Михаил Щукин - Черный буран
Он вывел своих разведчиков из ложбины и, сверяясь по карте, повел в сторону глухо звучащей канонады — к фронту. Две роты, попавших в окружение, обнаружить в этот раз так и не удалось.
Шли легкой рысью, жалея безмерно уставших коней.
Василий смотрел в широкую спину своего командира, туго обтянутую белой черкеской, и слова, которые он так мучительно искал, пытаясь сочинить письмо Тонечке, вдруг возникли неизвестно откуда просто и складно — все чувства умещались в них: и отчаяние под Барабинском, и горькое одиночество на Алтае, и минутная встреча в Москве, закончившаяся так неожиданно и тяжелый осадок от которой долго еще лежал на душе, до того самого дня, когда Григоров передал ему платочек с адресом лечебно-питательного отряда.
И в этот самый момент, когда он мысленно уже дописывал свое письмо, Григоров предостерегающе поднял руку и остановил своего коня. Вскинул к глазам бинокль, огляделся и передал его Василию:
— Прямо смотри и правее… Видишь?
В окулярах бинокля четко проявились: недавно наметившаяся линия траншей, за ними — мотки колючей проволоки, вбитые уже в землю деревянные колья, из самих же траншей равномерно вылетала земля и так же равномерно мелькали лопаты. Немцы становились в оборону, и фронт снова вытягивался единой линией, через которую нахрапом уже не перескочишь.

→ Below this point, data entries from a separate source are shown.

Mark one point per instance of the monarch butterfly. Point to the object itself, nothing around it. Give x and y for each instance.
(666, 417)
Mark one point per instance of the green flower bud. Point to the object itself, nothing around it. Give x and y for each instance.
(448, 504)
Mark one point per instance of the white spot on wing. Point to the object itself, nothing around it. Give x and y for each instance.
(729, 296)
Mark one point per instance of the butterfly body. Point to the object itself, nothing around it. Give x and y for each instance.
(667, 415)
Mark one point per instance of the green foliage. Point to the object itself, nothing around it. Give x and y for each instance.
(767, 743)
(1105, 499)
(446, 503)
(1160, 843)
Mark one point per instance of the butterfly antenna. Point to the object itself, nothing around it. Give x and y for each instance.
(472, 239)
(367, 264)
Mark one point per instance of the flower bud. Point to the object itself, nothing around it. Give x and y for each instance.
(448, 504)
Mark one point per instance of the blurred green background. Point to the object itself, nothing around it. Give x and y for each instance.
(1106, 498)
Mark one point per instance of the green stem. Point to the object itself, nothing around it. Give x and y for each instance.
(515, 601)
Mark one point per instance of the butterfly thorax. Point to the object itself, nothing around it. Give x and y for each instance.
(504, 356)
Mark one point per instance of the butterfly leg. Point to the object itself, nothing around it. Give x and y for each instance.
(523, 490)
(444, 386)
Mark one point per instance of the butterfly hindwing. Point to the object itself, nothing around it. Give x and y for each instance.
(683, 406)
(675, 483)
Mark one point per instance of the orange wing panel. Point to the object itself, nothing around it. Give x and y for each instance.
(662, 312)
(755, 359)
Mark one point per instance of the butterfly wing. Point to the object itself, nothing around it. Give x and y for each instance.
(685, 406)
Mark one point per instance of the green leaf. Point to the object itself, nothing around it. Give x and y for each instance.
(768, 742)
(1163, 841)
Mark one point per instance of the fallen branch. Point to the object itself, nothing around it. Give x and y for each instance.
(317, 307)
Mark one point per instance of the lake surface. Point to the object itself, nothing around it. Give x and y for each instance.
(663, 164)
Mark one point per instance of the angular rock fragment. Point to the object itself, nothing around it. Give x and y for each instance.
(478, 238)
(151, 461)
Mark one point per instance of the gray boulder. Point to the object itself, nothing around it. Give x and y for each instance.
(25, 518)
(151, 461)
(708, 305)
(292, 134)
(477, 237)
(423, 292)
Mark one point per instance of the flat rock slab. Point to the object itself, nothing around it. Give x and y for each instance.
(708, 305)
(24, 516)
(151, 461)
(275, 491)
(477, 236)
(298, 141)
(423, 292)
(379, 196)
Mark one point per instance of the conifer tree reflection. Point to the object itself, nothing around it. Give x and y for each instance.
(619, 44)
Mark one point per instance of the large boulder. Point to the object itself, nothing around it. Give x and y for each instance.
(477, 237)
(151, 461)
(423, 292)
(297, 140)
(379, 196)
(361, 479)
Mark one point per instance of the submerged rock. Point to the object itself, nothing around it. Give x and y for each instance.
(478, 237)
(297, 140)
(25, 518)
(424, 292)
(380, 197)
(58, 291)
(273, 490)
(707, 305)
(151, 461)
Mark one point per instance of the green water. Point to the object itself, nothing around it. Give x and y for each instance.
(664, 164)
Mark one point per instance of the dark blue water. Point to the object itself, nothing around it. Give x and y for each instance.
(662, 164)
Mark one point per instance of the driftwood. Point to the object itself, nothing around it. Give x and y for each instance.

— Может, назад? Вернемся в ложбину и переждем до ночи, — предложил Василий.
— Нет, пока туда-сюда, лошади не вынесут, а тут рывком требуется. Давай к тем кустам…
Слева тянулись грядой жиденькие низкорослые кусты. Тоненькой цепочкой отряд разведчиков добрался до них, но только попытались въехать в заросли, а они просматривались почти насквозь, как обнаружили: по ту сторону медленно двигалась колонна пехоты, взбивая на узком проселке густую пыль.
Еще две-три минуты — и их увидят.
— Все ко мне! — негромко скомандовал Григоров. Оглядел своих разведчиков, словно пытался каждому заглянуть в глаза, и еще тише добавил: — Иного выхода, ребята, у нас не имеется, сами видите. Шашки наголо! Пошли!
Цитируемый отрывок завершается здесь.